Question: We don’t live in a large house. Should we push our kids to get more Seforim now or wait until they grow up and get married?
Answer by Rabbi Enan Francis, MS.Ed, Head of School, Torah Day School of Houston, Texas:
When I was fifteen, after a full summer of working as a learning teacher, I saved enough to buy my first set of seforim—just three volumes of the Rebbe’s ma’amorim, but they were the first seforim that were truly mine. I still remember the weight of them in my hands, and as I walked down Kingston Avenue holding them, I felt the pride, the effort, and the sense that I was finally starting my own library. Even today, with their covers torn and pages worn, they remain among my most treasured possessions.
I also remember Hey Teves that year. The Rebbe encouraged everyone to buy seforim from Kehos. My classmates had money saved from babysitting or from home. I had neither. I went to the store just to feel the excitement, but I could only stand on the sidelines as a window shopper. Wanting so much to participate, yet being unable to, was a feeling I never forgot.
This comes to mind when asked what to tell a child who wants to buy seforim but lives in a home with no space for them.
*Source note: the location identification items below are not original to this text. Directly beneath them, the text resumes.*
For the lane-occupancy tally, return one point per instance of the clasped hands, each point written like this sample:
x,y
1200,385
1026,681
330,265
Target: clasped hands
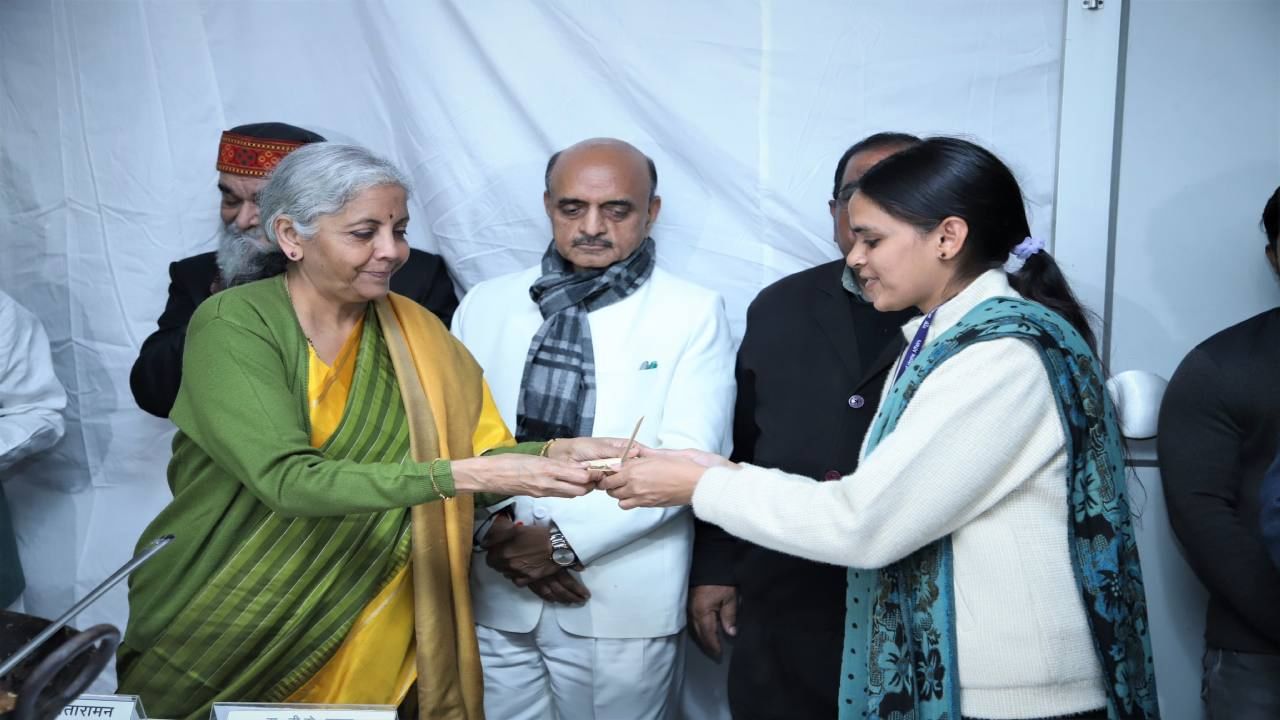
x,y
649,478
First, we validate and encourage.
A child’s desire to own seforim is beautiful and should never be dismissed. But we also teach an important lesson: even one sefer is precious. A single volume, chosen with sincerity and used with love, can mean far more than shelves of books that are never opened.
And we remind them of a simple truth: אין הקדוש ברוך הוא בא בטרוניא עם בריותיו – Hashem does not ask a person what is impossible. Accepting real limitations is not a weakness; it is the beginning of mature, Chassidishe thinking.
So we encourage our child to buy what he or she can—one sefer, two, or three a year—and to treat them as treasures. A true library doesn’t begin with space; it begins with value. Because in the end, it’s not the size of the bookcase that counts. It’s the depth of the connection to the sefer itself.